"Ayo minum dulu."
Aku menerima minuman pemberian Gia. Dalam satu kali teguk teh hangat itu tandas kuminum. Kami sekarang berada di ruang tamu rumahku. Kejadian tadi ternyata luput dari perhatian mereka karena terlalu fokus membicarakan kejadian di sekolah. Yang artinya bahwa hanya aku saja yang melihat kejadiannya dari awal.
Aku memainkan ujung rambutku, memilinnya kemudian melepaskannya. Hal ini sering kulakukan jika aku sedang gugup atau cemas. Aku mulai menceritakan kronologis kecelakaan tadi. Gia bahkan sampai menutup mulutnya ngeri. Mereka terus memberi semangat padaku agar melupakannya tapi bukan itu yang membuatku diam dan terlihat seperti orang yang shock.
Aku melihat sesuatu yang aneh, hal sama lalu..."Fay,"
"Ah, ya...?" Aku menatap Gia, Faruq, Hari dan Cane dengan wajah bingung. Aku tidak tahu siapa yang memanggil.
"Aku yang panggil. Kamu kenapa?" Kecemasan terlihat jelas di wajah Cane. Begitu juga dengan yang lain.

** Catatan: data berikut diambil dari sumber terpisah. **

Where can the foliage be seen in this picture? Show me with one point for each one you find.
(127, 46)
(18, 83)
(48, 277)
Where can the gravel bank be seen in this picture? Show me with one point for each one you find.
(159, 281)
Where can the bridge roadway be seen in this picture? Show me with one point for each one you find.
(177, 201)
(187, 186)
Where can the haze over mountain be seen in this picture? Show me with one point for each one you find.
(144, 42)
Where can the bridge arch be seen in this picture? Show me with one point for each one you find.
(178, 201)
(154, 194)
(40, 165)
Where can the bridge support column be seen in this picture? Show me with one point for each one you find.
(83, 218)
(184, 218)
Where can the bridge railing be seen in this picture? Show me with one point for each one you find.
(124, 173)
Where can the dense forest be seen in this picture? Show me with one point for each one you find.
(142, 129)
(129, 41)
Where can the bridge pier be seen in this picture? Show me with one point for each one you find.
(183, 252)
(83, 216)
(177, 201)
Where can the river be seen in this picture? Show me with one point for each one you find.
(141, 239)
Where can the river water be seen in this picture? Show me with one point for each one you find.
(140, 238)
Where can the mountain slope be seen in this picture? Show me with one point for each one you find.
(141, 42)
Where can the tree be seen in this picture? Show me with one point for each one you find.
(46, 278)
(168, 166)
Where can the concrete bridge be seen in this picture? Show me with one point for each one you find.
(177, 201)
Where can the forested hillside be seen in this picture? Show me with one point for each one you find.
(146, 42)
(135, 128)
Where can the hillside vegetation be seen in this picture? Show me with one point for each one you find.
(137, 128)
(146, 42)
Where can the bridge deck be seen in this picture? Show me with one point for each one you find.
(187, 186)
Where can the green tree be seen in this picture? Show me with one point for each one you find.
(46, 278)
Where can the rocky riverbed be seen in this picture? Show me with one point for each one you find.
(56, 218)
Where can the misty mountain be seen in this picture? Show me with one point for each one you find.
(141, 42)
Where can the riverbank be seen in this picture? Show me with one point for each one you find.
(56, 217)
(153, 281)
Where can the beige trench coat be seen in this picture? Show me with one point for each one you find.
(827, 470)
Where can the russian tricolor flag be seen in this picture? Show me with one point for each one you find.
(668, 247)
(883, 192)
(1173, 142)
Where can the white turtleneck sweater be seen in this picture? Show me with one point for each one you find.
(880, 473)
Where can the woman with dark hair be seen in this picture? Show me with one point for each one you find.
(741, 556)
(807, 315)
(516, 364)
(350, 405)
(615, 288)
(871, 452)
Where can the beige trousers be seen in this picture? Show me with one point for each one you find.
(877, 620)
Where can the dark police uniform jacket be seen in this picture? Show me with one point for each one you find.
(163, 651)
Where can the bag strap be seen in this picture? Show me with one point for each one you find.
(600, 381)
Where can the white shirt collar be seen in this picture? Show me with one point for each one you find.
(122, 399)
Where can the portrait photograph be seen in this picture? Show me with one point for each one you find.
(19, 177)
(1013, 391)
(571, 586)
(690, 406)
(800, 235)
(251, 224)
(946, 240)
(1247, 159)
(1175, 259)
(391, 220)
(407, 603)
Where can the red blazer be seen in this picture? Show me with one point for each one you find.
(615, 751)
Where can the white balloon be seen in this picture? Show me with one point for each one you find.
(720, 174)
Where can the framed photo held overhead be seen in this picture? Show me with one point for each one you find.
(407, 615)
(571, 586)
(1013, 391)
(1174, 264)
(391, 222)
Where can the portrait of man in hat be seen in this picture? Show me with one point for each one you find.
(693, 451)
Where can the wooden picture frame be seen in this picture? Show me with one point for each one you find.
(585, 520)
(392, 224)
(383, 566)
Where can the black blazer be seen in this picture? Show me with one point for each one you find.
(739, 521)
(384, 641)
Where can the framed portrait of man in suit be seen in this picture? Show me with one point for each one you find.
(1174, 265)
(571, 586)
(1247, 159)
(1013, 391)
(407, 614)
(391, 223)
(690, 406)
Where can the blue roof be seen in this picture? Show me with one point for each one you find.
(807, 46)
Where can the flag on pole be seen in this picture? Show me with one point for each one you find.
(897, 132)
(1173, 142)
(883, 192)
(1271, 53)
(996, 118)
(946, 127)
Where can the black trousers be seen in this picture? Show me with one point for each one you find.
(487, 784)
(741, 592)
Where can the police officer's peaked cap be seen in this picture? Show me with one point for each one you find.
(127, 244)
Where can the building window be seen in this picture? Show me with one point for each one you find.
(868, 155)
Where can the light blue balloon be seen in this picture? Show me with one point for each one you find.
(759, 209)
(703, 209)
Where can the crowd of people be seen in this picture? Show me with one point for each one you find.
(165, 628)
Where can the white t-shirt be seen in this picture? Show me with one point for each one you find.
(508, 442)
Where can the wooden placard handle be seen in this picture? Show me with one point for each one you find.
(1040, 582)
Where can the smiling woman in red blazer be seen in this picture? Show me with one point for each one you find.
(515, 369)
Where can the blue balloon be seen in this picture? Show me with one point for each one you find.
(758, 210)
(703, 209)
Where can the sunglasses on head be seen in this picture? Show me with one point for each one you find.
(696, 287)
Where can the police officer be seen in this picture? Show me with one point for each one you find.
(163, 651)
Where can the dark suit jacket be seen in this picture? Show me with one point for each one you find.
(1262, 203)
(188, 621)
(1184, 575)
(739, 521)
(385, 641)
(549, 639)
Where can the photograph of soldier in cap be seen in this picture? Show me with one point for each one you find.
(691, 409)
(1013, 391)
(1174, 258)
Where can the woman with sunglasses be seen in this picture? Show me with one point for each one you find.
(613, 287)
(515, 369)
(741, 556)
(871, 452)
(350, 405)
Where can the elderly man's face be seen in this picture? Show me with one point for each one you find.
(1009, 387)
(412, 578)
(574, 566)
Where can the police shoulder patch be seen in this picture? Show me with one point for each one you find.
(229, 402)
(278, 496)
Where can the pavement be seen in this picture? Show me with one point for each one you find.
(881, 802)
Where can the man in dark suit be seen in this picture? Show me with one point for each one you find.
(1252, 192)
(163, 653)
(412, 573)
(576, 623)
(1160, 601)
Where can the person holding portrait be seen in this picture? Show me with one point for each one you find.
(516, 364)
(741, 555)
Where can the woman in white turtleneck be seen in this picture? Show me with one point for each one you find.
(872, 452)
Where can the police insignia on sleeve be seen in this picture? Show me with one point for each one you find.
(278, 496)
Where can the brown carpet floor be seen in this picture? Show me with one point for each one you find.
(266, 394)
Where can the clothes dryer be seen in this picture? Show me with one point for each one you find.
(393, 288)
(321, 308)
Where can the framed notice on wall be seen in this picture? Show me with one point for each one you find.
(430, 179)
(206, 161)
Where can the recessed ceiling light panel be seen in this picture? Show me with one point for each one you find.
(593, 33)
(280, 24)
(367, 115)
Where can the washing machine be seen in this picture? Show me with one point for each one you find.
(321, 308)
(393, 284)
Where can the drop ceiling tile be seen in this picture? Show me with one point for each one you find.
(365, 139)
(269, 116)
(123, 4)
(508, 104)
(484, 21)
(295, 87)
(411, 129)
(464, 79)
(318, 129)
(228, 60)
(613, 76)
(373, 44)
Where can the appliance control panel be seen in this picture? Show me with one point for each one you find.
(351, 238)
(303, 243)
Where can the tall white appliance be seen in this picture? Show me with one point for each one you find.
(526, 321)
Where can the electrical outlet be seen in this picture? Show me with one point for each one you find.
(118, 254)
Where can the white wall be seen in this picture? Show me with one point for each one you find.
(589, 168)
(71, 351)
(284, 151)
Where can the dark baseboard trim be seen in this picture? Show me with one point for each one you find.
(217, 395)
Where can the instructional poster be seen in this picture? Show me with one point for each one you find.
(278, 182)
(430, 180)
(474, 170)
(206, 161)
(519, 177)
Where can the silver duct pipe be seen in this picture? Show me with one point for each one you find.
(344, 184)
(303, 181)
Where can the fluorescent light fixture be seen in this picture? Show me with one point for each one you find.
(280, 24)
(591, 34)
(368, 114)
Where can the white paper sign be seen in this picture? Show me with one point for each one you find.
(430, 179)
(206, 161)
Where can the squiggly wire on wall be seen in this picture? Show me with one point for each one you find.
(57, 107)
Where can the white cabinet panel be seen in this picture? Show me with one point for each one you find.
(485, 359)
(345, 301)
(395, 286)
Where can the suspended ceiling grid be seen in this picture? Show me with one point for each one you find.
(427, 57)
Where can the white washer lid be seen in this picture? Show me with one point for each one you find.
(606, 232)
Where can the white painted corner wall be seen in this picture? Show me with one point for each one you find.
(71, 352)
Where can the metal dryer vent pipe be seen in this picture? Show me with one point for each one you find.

Aku tertawa hambar sembari memperbaiki poni rambutku. "Maaf, membuat kalian cemas. Aku...nggak pa-pa kok. Ya...mungkin agak shock tapi nanti pasti baik-baik saja." Ucapku.
"Jadi, besok kita masuk sekolah?" Tanya Hari.
"Di grup bilang apa?" Sahut Faruq.
Hari terlihat sibuk men_scroll pesan di grup whatsap kelas. "Nggak ada info apapun, kecuali tentang jenasah bu Rima yang sudah dibawa ke rumah sakit."
"Berarti sekolah tetap masuk, mungkin nggak banyak belajar jadi kamu bisa istirahat dirumah Fay."
Aku memutar bola mata malas. "Aku baik-baik aja Cane, kenapa aku harus bolos besok." Kataku sewot.
"Kondisimu sedang nggak bagus." Balasnya.
"Nggak, besok aku masuk sekolah." Kukuhku.
Cane terlihat kecewa tapi akhirnya ia berkata, "tunggu aku jemput besok pagi."
"Ciyeee perhatian banget sih." Ejek Gia.
"Apa sih?" Balasku ketus.
"Assalamualaikum,"
Kami menengok ke arah suara bersamaan. Terlihat mama baru datang, wajahnya terlihat lelah dan cemas. Namun balutan blezer warna biru langit itu membuatnya tetap terlihat menawan.
"Waalaikumsalam wr wb." Jawab kami serempak.
Kami menyalami mama bergantian. Mama duduk di sebelahku setelah Gia bergeser, mengambil duduk disebelah Faruq.
"Kalian baik-baik aja? Keliatannya pada bingung gitu." Kata mama. Pandangan mama berhenti padaku. "Tunggu dulu, Fay kenapa pucet gini mukanya?" Mama mulai panik.
"Nggak apa-apa Ma, Fay cuma shock aja tadi." Jawabku.
"Tapi yang lain...biasa aja." Gumamnya sembari membandingkan raut wajahku dengan yang lain.
"Itu karena sebelum kejadian tadi, Fay pingsan disekolah tante."
"Apa?" Seru mama kaget mendengar penjelasan Gia. Gia mengangkat bahu ketika aku menatapnya.
"Tadi pagi kan Fay nggak sarapan, Ma. " balasku.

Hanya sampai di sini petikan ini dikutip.